При этом предположении поведение Розмари резко изменилось.
— Да как вы смеете?! Моего брата можно назвать кем угодно, но детоубийцей?! Нет. Никогда. В нем не было злого начала, но даже будь у него приступы агрессии, такого он ни за что не смог бы спланировать.
— Спланировать? — переспросил Питерсон.
Розмари разволновалась, утратив самообладание.
— Это ведь был сложный случай, да? Она исчезла без следа… Я входила в число волонтеров, помогавших в те дни полиции. Мы прочесали весь парк, обыскали все сады.
— Полиция его допрашивала?
— Не знаю. Нет! Разве не вы должны это знать?
— Как я сказала, мне жаль, что мы вынуждены спрашивать об этом…
— Расследование было проведено самым тщательным образом! И теперь, двадцать шесть лет спустя, вы спрашиваете, не мой ли брат убил семилетнюю девочку?
— Миссис Хули, мы просто задаем вопросы, только и всего, — сказал Питерсон. — И честно говоря, нам непонятно, почему при первой встрече, в парке, вы вели себя скрытно.
— Скрытно? В чем проявилась моя скрытность? Вы спросили, кто жил в доме у карьера, и я ответила, что это был Боб Дженнингс… С какой стати я должна была перед вами исповедоваться? Я вам не лгала. Просто ответила на те вопросы, что вы задали.
— Но вы ведь знали, что мы обнаружили останки Джессики?
— А моего брата давно нет в живых. И мне простительно… Я страдаю старческой забывчивостью. Так это теперь называется?

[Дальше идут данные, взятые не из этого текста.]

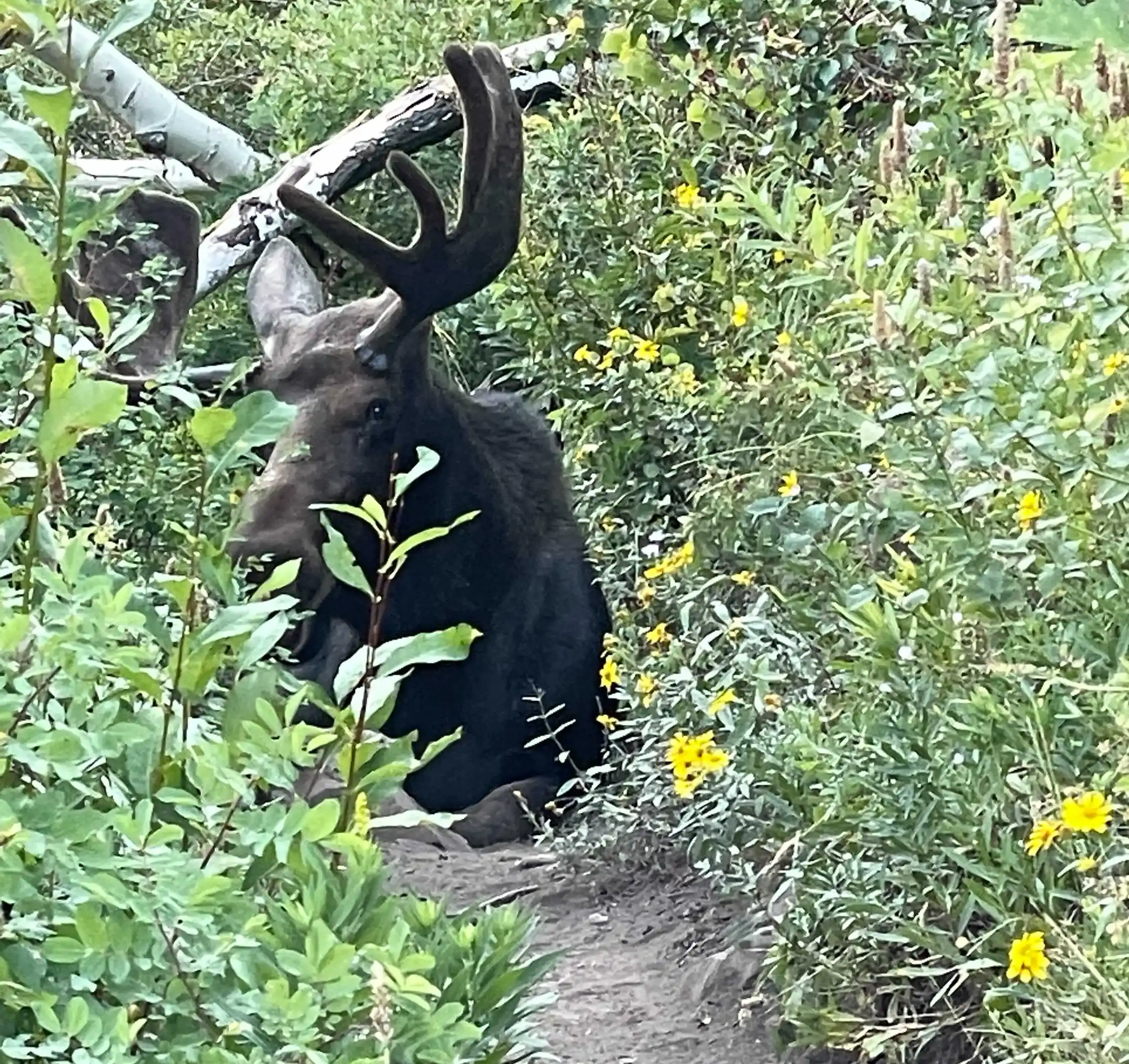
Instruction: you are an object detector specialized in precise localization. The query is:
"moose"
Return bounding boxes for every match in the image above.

— Ваш брат был знаком или общался с Тревором Марксмэном? Его арестовывали в девяностом в связи с исчезновением Джессики.
— Нет. Мой брат не «общался» с осужденными педофилами.
— У вас есть ключ от дома у карьера?
Розмари закатила глаза.
— Нет. Сомневаюсь, что у него вообще был ключ. Он ведь жил там на птичьих правах.
— Как вы поступили с личными вещами брата?
— А он таковых практически не имел. То, что было, я сдала в местные благотворительные лавки. У него было серебряное ожерелье со святым Христофором, так оно похоронено вместе с ним.
— По-вашему, он был склонен к самоубийству?
Розмари глубоко вздохнула, лицо ее немного обмякло.
— Нет. Не было у него такой склонности. Что же касается повешения, он жутко боялся что-либо вешать себе на шею. В детстве он отказывался носить галстук и застегивать рубашку. Это одна из причин, по которой он остался неучем. Его исключали из всех школ, в которые ему случалось ходить. Святого Христофора, которого я упомянула, он носил на запястье. Поэтому, чтобы он сделал петлю и повесился… — Ее глаза заволокли слезы, и она вытащила из рукава салфетку. — Думаю, вы злоупотребляете моим временем и гостеприимством… Будут еще вопросы — приходите с адвокатом.